Fala, em outro trecho, do reino da mentira. A mentira geral que grassava o Brasil de sua época: “Mentira nos protestos. Mentira nas promessas. Mentira nos programas. Mentira nos projetos. Mentira nos progressos. Mentira nas reformas. Mentira nas convicções. Mentira nas transmutações. Mentira nas soluções. Mentira nos homens, nos atos e nas coisas. Mentira no rosto, na voz, na postura, no gesto, na palavra, na escrita. Mentira nos partidos, nas coligações e nos blocos. Mentira dos caudilhos aos seus apaniguados, mentira dos seus apaniguados à nação. Mentira nas instituições. Mentira nas eleições. Mentira nas apurações. Mentira nas mensagens. Mentira nos relatórios. Mentira nos inquéritos. Mentira nos concursos. Mentira nas embaixadas. Mentira nas candidaturas. Mentira nas garantias. Mentira nas responsabilidades. Mentira nos desmentidos. A mentira geral. O monopólio da mentira”. Fala da mentira impregnada de tal forma nas consciências das pessoas, tornando tão difícil distinguí-la da verdade, que assim os mentirosos acabavam por mentir a si próprios. E que até os que não são mentirosos também mentiam, muitas vezes sem nem saber que estavam mentindo. 

Depois ele fala da paixão pela verdade. Faz uma comparação quase parnasiana entre a verdade e a convicção do bem com o curso de um riacho que desce pela montanha e, encontrando um obstáculo, redemoinha, luta e finalmente o transpõe, culminando numa cachoeira que depois termina por se acumular no manso regaço de um lago (fala sério! – NdT). Deixando o basta ao lirismo comedido para um(a) Bandeira de alguns anos depois, ele diz que o que move a palavra verdadeira não é a revolta, a cólera, a destruição nem a maldade. No dizer dele, a energia motriz das almas é a vibração da fé e o poder do pensamento. Termina esta parte com um testemunho da sua própria fé (talvez nele próprio, quem sabe? – NdT): “As revoltas da consciência contra as más causas, ainda contra as piores, não azedam um coração desinteressado.
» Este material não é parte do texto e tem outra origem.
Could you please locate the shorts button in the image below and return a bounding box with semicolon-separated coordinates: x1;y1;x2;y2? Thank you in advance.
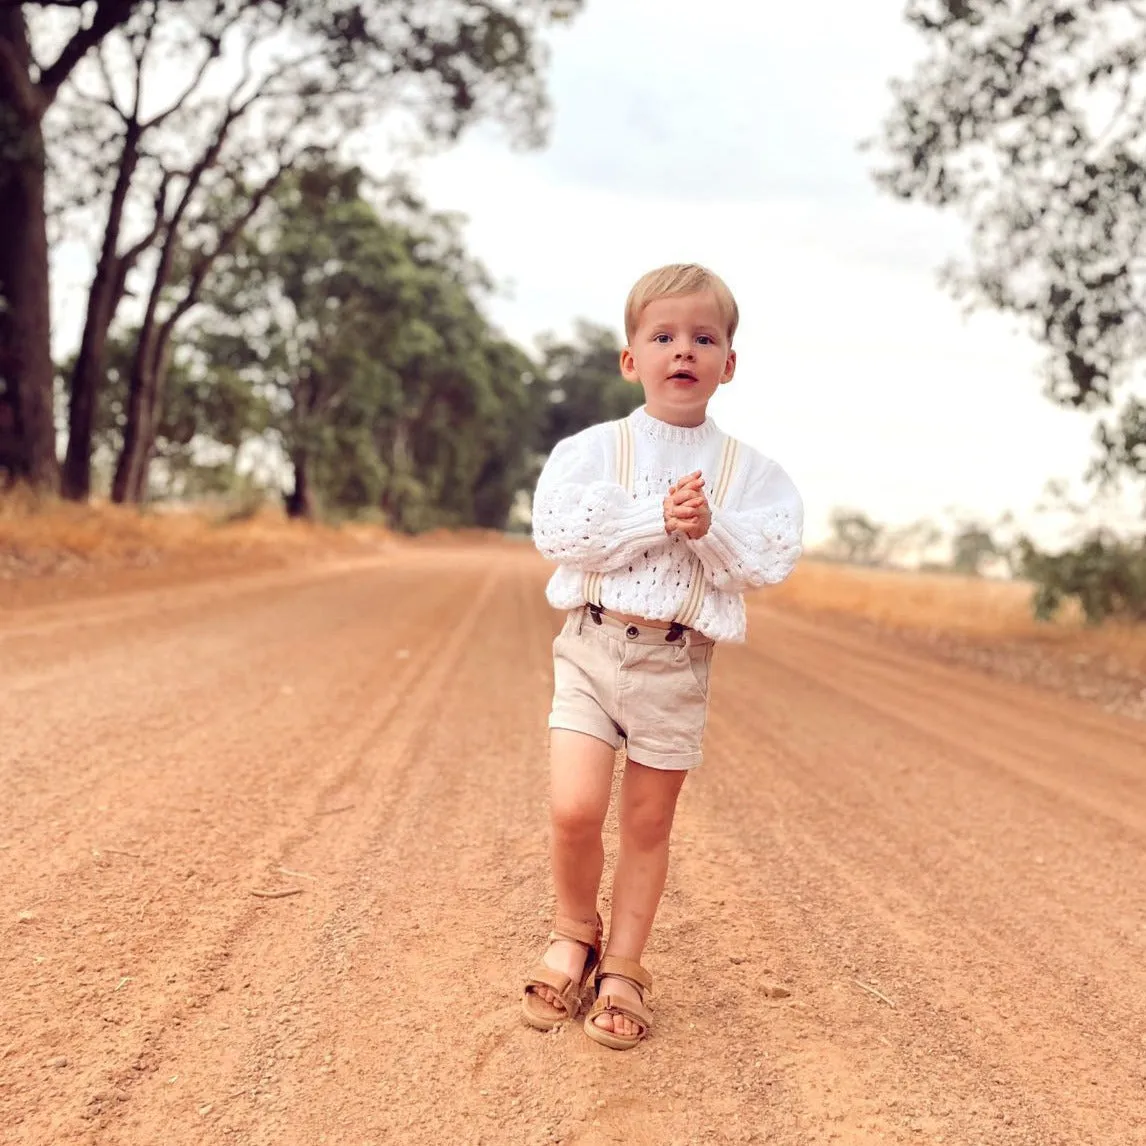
625;625;639;639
O meu tem atravessado as maiores procelas políticas, às vezes soçobrado, ferido, sangrando no entusiasmo e na esperança, mas sem fel. Não seria este novo encontro, embora duro e violento, com a mentira política, a velha corrutora dos nossos costumes, a sabida arruadeira das cercanias do poder, a pimpona rixadora do grande mercado, que me induzisse a esquecer, para com as pobres criaturas por ela contaminadas, a lição divina da caridade. Antes de político me prezo eu de ser cristão. Não sei odiar os homens, por mais que deles me desiluda. O mal é inexorável, pela consciência de ser caduco. O bem, paciente e compassivo, pela certeza da sua eternidade”.
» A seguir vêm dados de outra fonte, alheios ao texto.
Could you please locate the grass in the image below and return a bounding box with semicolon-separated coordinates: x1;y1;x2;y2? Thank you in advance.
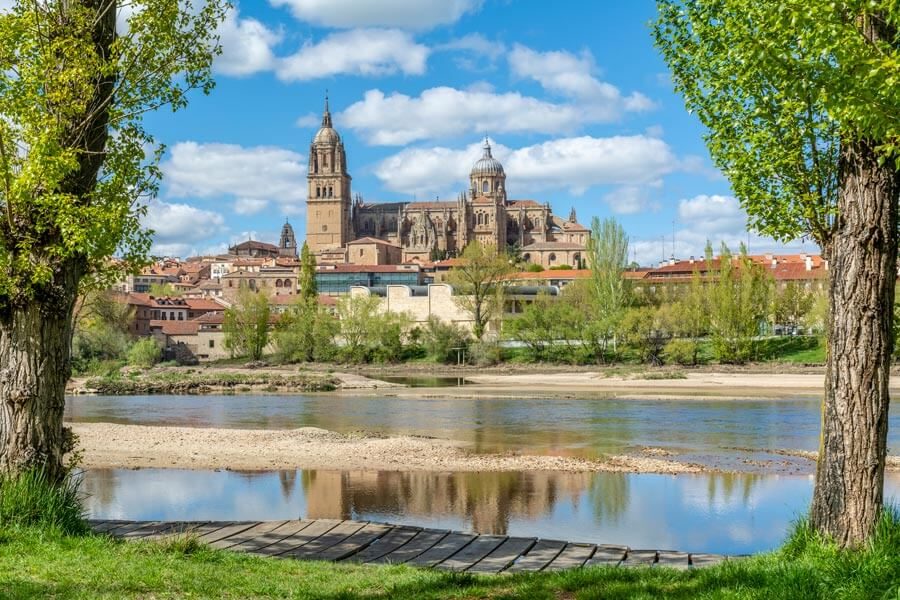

Brilhante orador, intelectual de altíssima estirpe, dentre outras notoriedades, como político, no entanto, Ruy Barbosa mostrou-se, no fim das contas, mais um teórico essencial (e não somos todos? – NdT). Lutou por causas louváveis, teve algumas atitudes reprováveis e acabou desiludido (e não acabamos todos? – NdT) com algumas das verdades que ele mesmo defendeu. A República que ajudou a proclamar foi uma delas. Mas, ele era um político de outros tempos, não é verdade? Outra realidade… De seu tempo para para cá nós já tivemos, no Brasil, os tradicionalistas, os baby boomers, a geração X, os millennials e a geração Z. Em 1909 ele dizia viver em um ambiente de “mentiraria“, que iludia e desesperava seus contemporâneos e arriscava, assim, enganar também os vindouros e até a história da época, quando fosse posteriormente analisada. E nós com isso, né? 
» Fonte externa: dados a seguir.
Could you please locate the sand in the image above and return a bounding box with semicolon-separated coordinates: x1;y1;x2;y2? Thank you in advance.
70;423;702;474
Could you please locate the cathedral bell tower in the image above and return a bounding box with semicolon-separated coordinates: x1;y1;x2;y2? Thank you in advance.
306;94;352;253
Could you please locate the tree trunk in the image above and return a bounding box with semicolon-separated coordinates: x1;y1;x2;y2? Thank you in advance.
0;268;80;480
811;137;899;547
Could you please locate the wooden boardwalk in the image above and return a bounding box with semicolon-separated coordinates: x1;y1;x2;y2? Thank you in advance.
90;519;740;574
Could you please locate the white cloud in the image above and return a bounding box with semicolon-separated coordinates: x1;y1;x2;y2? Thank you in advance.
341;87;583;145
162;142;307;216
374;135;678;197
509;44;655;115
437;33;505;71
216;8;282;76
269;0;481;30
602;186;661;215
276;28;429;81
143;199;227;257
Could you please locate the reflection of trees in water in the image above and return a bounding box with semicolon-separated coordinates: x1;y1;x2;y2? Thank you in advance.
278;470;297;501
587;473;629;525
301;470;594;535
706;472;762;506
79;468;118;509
Ontem, precisamente, depois de repassar as noticias dos últimos dias — e vale também para os últimos meses, ou anos… décadas, talvez —, eu pensei nas palavras e nas bandeiras (ele foi o idealizador da primeira bandeira da República do Brasil, para quem não sabe) do Águia de Haia. E, apesar de ainda me identificar mais com o otimismo da Dolores na maior parte do tempo, eu me lembrei mesmo foi da Anésia. E me levantei às 5:40 da manhã.

Laços fora e vassouras em punho, “eia, pois, brasileiros avante!” E vamos todos seguindo com fé!